Agentic RAG
Query planning, reflection, dynamic tool selection; LangGraph, LlamaIndex
Agentic RAG adds reasoning to retrieval: agents decompose queries, iterate, reflect, and refine results. Pattern: Query → Plan → Tool Use → Reflect → Answer.
Summary
Single-stage RAG (embed query, retrieve, generate) is outdated. Agentic RAG handles complex queries requiring multi-hop reasoning, schema-driven queries (SQL + vectors), and output validation. 2026 frameworks: LangGraph (LangChain), LlamaIndex agentic, Mastra (TypeScript-native).
Query planning agent
import Anthropic from '@anthropic-sdk/sdk';
const client = new Anthropic();
async function planQuery(userQuery: string) {
const response = await client.messages.create({
model: 'claude-3-5-sonnet-20241022',
max_tokens: 1000,
messages: [
{
role: 'user',
content: `User query: "${userQuery}"
Classify this query and generate a retrieval plan:
1. Query type (simple lookup, multi-hop, schema-driven, analytical)
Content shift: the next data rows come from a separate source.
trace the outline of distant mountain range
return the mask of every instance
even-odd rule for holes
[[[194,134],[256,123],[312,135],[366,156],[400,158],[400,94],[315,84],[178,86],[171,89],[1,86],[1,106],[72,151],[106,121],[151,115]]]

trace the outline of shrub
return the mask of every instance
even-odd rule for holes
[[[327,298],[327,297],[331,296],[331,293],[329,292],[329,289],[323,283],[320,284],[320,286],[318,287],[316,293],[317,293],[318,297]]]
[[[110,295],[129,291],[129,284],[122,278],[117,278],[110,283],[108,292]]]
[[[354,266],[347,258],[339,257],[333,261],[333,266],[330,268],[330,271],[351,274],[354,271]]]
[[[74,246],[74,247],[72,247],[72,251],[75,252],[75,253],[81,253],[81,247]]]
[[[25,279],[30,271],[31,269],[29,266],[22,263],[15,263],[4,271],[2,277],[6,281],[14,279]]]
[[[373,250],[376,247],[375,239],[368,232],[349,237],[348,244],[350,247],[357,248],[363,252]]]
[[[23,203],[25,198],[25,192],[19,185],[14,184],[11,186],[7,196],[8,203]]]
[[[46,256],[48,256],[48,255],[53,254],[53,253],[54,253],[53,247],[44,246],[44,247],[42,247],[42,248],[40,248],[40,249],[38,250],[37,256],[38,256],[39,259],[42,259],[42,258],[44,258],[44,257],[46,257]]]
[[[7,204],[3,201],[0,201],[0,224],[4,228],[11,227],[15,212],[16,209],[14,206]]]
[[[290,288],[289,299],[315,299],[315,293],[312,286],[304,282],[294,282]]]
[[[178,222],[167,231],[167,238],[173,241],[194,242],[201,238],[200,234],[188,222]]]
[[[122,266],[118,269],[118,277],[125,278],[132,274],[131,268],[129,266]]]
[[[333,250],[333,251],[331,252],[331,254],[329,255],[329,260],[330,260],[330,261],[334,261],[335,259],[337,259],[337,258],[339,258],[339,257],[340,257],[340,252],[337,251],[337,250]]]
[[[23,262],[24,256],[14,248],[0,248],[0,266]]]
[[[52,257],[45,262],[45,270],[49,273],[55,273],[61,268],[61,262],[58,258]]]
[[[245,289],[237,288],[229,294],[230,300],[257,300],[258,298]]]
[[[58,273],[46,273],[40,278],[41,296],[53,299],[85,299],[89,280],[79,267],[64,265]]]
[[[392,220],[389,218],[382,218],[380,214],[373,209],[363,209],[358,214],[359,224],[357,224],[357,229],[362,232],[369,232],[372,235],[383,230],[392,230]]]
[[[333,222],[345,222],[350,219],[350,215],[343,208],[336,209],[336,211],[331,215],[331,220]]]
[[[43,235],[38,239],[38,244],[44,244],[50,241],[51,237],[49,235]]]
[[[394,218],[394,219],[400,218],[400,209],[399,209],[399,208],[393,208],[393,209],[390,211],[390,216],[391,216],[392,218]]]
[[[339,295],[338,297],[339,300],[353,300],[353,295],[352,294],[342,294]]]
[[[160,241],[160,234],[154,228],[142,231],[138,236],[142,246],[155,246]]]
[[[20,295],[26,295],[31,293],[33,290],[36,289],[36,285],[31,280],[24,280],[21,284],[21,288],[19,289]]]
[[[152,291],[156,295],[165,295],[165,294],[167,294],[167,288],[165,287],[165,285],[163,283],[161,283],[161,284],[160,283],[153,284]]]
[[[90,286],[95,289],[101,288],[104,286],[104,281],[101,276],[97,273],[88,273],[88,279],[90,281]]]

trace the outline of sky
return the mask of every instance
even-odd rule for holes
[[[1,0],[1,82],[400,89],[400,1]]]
2. Retrieval strategy (vector-only, hybrid, graph, SQL, multi-source)
3. Sub-queries if needed
Output JSON with keys: type, strategy, subQueries.`,
},
],
});
return JSON.parse(
response.content[0].type === 'text' ? response.content[0].text : '{}'
);
}
// Example:
const plan = await planQuery(
'Which vendors supply my manufacturer, and who are their competitors?'
);
// { type: "multi-hop", strategy: "graph+vector", subQueries: [...] }Multi-hop retrieval with reflection
async function multiHopRetrieval(query: string) {
const plan = await planQuery(query);
let context = '';
// Execute sub-queries iteratively
for (const subQuery of plan.subQueries) {
const results = await hybridSearch(subQuery);
context += `\n${subQuery}:\n${results.map((r) => r.text).join('\n')}`;
}
// Reflect: does context sufficiently answer original query?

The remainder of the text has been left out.